AT&T fired up the U-verse TV machine again with the launch Wednesday of the Internet-protocol-TV service in limited areas of Milwaukee and Racine, Wis. -- even as a federal lawsuit filed by the city of Milwaukee seeking to block the rollout remains unresolved.

On Dec. 20, the city of Milwaukee filed a suit against the United States’ largest telco in the U.S. District Court for the Eastern Division of Wisconsin, Milwaukee division, asking the court to declare whether U-verse TV is a cable product and seeking to force AT&T to pay cable-franchise fees. The city also sought a preliminary injunction against AT&T until the parties could work out an agreement.

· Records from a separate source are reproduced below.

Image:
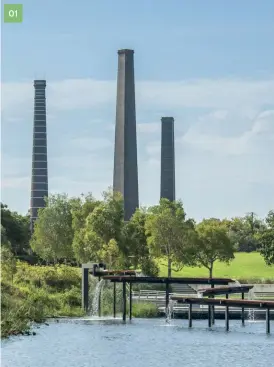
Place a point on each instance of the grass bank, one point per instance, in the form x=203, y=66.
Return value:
x=246, y=267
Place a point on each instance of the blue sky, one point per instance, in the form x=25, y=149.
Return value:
x=210, y=64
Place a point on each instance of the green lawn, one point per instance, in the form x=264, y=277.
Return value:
x=245, y=266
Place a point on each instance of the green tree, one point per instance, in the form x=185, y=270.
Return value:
x=266, y=239
x=135, y=248
x=8, y=263
x=17, y=230
x=165, y=230
x=243, y=232
x=106, y=220
x=53, y=234
x=101, y=228
x=81, y=208
x=212, y=243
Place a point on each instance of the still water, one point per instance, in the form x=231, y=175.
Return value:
x=142, y=343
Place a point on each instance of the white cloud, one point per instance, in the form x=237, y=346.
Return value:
x=226, y=151
x=91, y=144
x=231, y=145
x=148, y=128
x=89, y=93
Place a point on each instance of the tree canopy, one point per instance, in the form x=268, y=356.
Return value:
x=266, y=239
x=212, y=243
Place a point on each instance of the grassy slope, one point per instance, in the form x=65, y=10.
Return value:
x=246, y=266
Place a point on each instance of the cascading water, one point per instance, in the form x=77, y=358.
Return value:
x=96, y=298
x=170, y=311
x=251, y=311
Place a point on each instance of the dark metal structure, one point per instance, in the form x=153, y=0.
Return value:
x=267, y=305
x=125, y=175
x=39, y=177
x=167, y=189
x=167, y=281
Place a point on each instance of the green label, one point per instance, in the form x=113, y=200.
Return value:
x=13, y=13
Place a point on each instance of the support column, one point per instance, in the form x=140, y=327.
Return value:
x=227, y=318
x=243, y=311
x=114, y=299
x=209, y=316
x=124, y=301
x=213, y=308
x=190, y=315
x=85, y=289
x=167, y=294
x=99, y=301
x=130, y=300
x=267, y=319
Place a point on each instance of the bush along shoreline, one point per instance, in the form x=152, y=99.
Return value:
x=37, y=293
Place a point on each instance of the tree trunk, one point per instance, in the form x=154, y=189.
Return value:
x=169, y=268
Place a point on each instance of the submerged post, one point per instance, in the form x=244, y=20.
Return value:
x=267, y=319
x=209, y=316
x=85, y=287
x=114, y=299
x=190, y=315
x=130, y=300
x=99, y=300
x=167, y=293
x=213, y=308
x=124, y=301
x=227, y=318
x=243, y=311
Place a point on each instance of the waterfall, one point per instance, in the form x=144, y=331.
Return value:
x=251, y=311
x=96, y=297
x=170, y=311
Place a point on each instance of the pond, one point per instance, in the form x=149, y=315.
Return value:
x=141, y=343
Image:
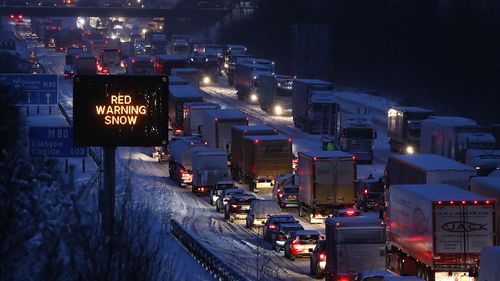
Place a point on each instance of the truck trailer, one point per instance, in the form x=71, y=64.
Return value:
x=193, y=116
x=264, y=158
x=436, y=231
x=403, y=128
x=489, y=187
x=178, y=95
x=217, y=123
x=357, y=136
x=460, y=139
x=354, y=244
x=236, y=155
x=427, y=169
x=326, y=182
x=314, y=107
x=209, y=166
x=275, y=94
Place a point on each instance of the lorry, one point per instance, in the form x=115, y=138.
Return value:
x=191, y=75
x=427, y=169
x=326, y=183
x=86, y=65
x=192, y=116
x=275, y=93
x=489, y=258
x=237, y=135
x=246, y=80
x=403, y=128
x=314, y=107
x=436, y=231
x=177, y=96
x=264, y=158
x=357, y=136
x=209, y=166
x=489, y=187
x=354, y=244
x=460, y=139
x=217, y=123
x=181, y=158
x=165, y=63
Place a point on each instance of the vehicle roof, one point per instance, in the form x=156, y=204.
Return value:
x=254, y=128
x=321, y=154
x=439, y=192
x=450, y=121
x=491, y=181
x=184, y=91
x=307, y=232
x=267, y=137
x=363, y=220
x=432, y=162
x=411, y=109
x=226, y=113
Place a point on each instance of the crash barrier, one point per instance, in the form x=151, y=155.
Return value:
x=220, y=270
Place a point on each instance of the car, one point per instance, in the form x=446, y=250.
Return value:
x=238, y=206
x=273, y=222
x=318, y=260
x=301, y=243
x=224, y=198
x=288, y=196
x=283, y=232
x=260, y=210
x=218, y=188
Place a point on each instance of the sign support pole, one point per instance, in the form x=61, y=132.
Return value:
x=108, y=192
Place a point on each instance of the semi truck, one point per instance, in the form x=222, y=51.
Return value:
x=460, y=139
x=178, y=95
x=86, y=65
x=236, y=155
x=275, y=94
x=489, y=187
x=217, y=123
x=181, y=158
x=427, y=169
x=246, y=80
x=436, y=231
x=354, y=244
x=314, y=107
x=264, y=158
x=357, y=136
x=193, y=116
x=209, y=166
x=403, y=128
x=326, y=182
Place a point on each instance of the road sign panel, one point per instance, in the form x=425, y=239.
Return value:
x=53, y=142
x=35, y=89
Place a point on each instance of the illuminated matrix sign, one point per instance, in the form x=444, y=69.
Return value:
x=120, y=110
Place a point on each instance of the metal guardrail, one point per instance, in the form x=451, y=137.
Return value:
x=221, y=270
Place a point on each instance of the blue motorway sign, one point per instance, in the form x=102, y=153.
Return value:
x=53, y=142
x=35, y=89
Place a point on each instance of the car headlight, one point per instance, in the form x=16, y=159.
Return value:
x=410, y=150
x=278, y=110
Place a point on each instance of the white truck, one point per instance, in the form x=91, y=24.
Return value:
x=354, y=244
x=357, y=136
x=489, y=261
x=326, y=182
x=209, y=166
x=427, y=169
x=460, y=139
x=436, y=231
x=181, y=158
x=489, y=187
x=193, y=115
x=217, y=123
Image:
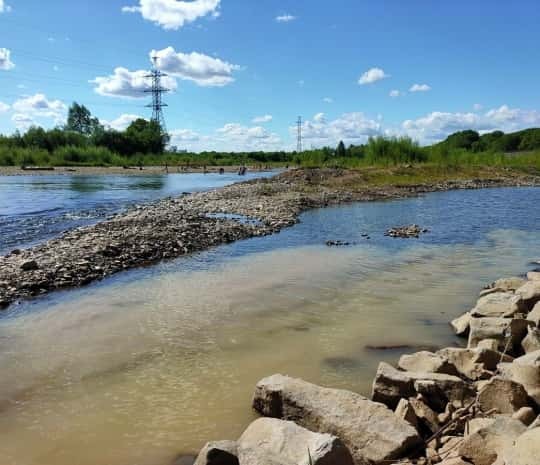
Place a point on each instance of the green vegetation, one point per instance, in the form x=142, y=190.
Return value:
x=84, y=141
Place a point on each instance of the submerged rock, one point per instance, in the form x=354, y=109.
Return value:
x=268, y=441
x=218, y=453
x=412, y=230
x=370, y=430
x=391, y=385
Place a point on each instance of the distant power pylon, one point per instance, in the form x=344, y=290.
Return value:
x=157, y=91
x=299, y=135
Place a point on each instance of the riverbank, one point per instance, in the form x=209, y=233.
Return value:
x=477, y=405
x=178, y=226
x=120, y=170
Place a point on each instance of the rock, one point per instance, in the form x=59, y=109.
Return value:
x=461, y=324
x=412, y=230
x=500, y=304
x=218, y=453
x=427, y=362
x=184, y=460
x=508, y=284
x=391, y=385
x=485, y=445
x=526, y=449
x=525, y=370
x=526, y=415
x=450, y=447
x=530, y=292
x=490, y=344
x=426, y=417
x=268, y=441
x=531, y=343
x=504, y=395
x=534, y=315
x=405, y=412
x=454, y=461
x=505, y=330
x=30, y=265
x=371, y=431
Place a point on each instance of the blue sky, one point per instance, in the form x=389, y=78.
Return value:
x=242, y=71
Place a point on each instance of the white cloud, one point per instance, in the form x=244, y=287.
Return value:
x=128, y=84
x=439, y=125
x=285, y=18
x=231, y=137
x=262, y=119
x=40, y=105
x=5, y=59
x=319, y=118
x=37, y=110
x=420, y=88
x=174, y=14
x=352, y=128
x=202, y=69
x=4, y=8
x=372, y=75
x=22, y=122
x=122, y=122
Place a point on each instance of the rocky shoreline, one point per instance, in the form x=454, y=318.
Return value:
x=173, y=227
x=477, y=405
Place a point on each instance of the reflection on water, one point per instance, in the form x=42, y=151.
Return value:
x=155, y=362
x=35, y=208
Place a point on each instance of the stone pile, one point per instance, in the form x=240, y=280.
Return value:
x=406, y=232
x=476, y=405
x=173, y=227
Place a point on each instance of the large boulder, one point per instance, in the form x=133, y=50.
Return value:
x=474, y=364
x=391, y=385
x=427, y=362
x=499, y=304
x=371, y=431
x=484, y=446
x=534, y=315
x=268, y=441
x=526, y=449
x=525, y=370
x=530, y=292
x=509, y=332
x=218, y=453
x=503, y=395
x=531, y=343
x=461, y=324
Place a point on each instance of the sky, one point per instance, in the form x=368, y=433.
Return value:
x=240, y=72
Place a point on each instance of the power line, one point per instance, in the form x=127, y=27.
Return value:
x=157, y=91
x=299, y=135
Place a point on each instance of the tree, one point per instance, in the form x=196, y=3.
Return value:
x=80, y=120
x=341, y=151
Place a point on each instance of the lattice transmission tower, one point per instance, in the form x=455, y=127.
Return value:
x=299, y=148
x=157, y=91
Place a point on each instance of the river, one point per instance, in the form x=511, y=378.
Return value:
x=36, y=208
x=154, y=362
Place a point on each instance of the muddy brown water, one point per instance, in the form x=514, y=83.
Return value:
x=143, y=368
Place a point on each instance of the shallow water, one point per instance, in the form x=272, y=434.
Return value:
x=35, y=208
x=155, y=362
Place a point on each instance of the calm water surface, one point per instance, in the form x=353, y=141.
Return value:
x=153, y=363
x=35, y=208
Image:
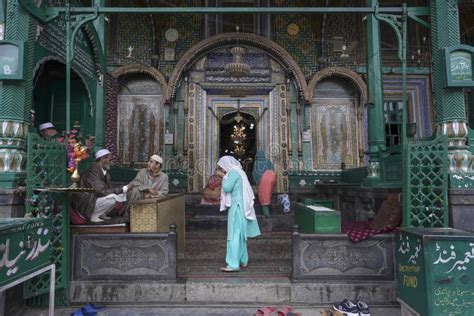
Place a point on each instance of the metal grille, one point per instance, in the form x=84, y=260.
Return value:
x=46, y=168
x=426, y=185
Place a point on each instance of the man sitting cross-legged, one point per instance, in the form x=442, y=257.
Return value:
x=95, y=206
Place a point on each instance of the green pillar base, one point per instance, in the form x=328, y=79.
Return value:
x=461, y=181
x=12, y=180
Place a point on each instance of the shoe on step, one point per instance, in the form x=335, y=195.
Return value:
x=346, y=307
x=363, y=308
x=95, y=219
x=266, y=311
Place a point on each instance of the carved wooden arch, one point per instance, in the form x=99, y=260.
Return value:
x=44, y=60
x=227, y=39
x=351, y=76
x=140, y=69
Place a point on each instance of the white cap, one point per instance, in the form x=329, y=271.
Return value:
x=157, y=158
x=101, y=153
x=45, y=126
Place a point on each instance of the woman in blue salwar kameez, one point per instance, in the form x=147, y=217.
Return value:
x=237, y=196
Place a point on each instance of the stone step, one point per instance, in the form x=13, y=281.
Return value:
x=258, y=291
x=201, y=310
x=218, y=222
x=269, y=255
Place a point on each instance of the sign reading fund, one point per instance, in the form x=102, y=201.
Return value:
x=11, y=60
x=459, y=66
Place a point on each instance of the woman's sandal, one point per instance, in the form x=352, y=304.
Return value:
x=265, y=311
x=226, y=269
x=284, y=311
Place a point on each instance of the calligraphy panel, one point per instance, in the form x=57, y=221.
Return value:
x=334, y=128
x=334, y=257
x=123, y=256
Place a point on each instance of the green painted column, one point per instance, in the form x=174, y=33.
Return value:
x=449, y=102
x=16, y=102
x=99, y=25
x=376, y=122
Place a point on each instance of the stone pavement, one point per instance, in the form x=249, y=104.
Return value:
x=210, y=310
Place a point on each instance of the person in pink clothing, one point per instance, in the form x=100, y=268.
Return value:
x=265, y=178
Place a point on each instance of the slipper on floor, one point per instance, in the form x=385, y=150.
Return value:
x=91, y=309
x=226, y=269
x=284, y=311
x=265, y=311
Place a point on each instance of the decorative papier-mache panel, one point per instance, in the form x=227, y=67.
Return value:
x=140, y=120
x=334, y=133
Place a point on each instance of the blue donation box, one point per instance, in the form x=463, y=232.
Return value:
x=11, y=60
x=435, y=270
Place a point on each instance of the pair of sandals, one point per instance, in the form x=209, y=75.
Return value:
x=88, y=310
x=227, y=269
x=271, y=311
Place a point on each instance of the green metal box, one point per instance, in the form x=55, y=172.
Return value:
x=25, y=246
x=313, y=221
x=435, y=270
x=313, y=201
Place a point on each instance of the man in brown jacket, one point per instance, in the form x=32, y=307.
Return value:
x=95, y=206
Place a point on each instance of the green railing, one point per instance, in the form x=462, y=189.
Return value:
x=46, y=169
x=425, y=188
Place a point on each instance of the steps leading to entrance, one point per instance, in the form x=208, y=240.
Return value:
x=269, y=256
x=209, y=218
x=261, y=291
x=203, y=310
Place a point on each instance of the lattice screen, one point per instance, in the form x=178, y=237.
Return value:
x=46, y=168
x=426, y=184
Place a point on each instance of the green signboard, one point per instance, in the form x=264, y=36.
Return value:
x=459, y=66
x=11, y=60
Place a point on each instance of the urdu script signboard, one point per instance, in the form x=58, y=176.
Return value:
x=11, y=60
x=459, y=66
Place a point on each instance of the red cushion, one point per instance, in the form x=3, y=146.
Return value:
x=75, y=217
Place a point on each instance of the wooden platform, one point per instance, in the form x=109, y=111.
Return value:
x=104, y=228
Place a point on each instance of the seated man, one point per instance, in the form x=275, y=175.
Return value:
x=150, y=182
x=95, y=206
x=47, y=131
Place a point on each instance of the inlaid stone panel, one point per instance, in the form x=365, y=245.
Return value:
x=124, y=256
x=335, y=257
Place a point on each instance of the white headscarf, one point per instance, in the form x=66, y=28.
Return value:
x=228, y=163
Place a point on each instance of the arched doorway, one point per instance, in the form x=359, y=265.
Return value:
x=49, y=97
x=238, y=137
x=140, y=118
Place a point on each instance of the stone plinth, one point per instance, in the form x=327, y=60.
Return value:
x=122, y=256
x=334, y=257
x=461, y=209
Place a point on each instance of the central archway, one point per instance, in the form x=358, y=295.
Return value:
x=201, y=49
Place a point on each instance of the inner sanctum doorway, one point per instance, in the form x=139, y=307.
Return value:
x=238, y=138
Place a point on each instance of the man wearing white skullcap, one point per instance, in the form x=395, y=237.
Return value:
x=95, y=206
x=47, y=130
x=150, y=182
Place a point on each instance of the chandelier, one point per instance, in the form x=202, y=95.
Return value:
x=238, y=136
x=237, y=68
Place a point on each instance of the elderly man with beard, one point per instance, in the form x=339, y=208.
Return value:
x=150, y=182
x=95, y=206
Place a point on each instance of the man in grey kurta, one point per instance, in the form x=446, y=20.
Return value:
x=150, y=182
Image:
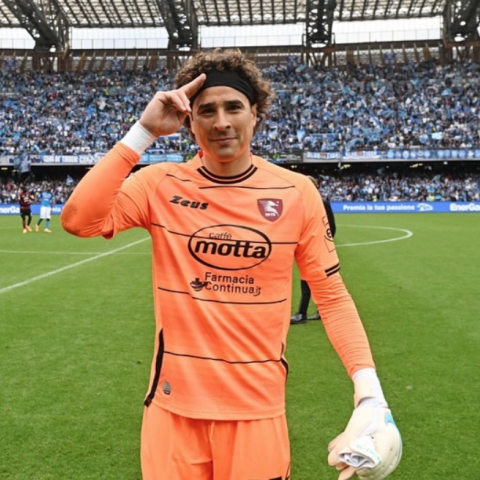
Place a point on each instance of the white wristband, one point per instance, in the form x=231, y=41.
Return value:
x=138, y=138
x=368, y=388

Vince Moschella, deputy city attorney for Milwaukee, confirmed that the lawsuit against AT&T is still pending. However, he added, the city is at the same time “attempting to negotiate an interim operating agreement” with the telco.

AT&T spokeswoman Jenny Parker said the telco proceeded with the rollout in Milwaukee because “we are in good-faith negotiations with the city of Milwaukee and [are] making some progress.”

AT&T notified the city 30 days ago of its launch plans, Parker said, and it made a “binding commitment” to the main issues the municipal government cares about -- revenue sharing and support for public, education and government (PEG) channels. “The commitments will remain in effect while any legal issues are resolved either through a settlement with the city or the courts,” she said.

Time Warner Cable is the incumbent cable provider in both Milwaukee and Racine.

Elsewhere in the telco’s traditional 13-state service footprint, AT&T next plans to roll out U-verse TV in parts of the Dallas-Fort Worth metro area in early March and then Kansas City later in the month. That would bring U-verse to 15 markets by the end of the first quarter -- a milestone the telco had hoped to hit by the end of 2006.

AT&T initially deployed U-verse TV in June in San Antonio, where the company is based. It announced service availability in parts of Houston in November and then in nine other markets in late December.

The company suspended marketing activities behind U-verse TV in October as it ironed out some glitches with the IPTV software provided by Microsoft. Starting in mid-February, the telco resumed direct-marketing efforts, including employing door-to-door sales representatives in neighborhoods where U-verse TV service is available, the company said.

AT&T said it now has about 7,000 U-verse TV subscribers. It reported having 3,000 as of Dec. 31, 2006, which was unchanged from the previous quarter.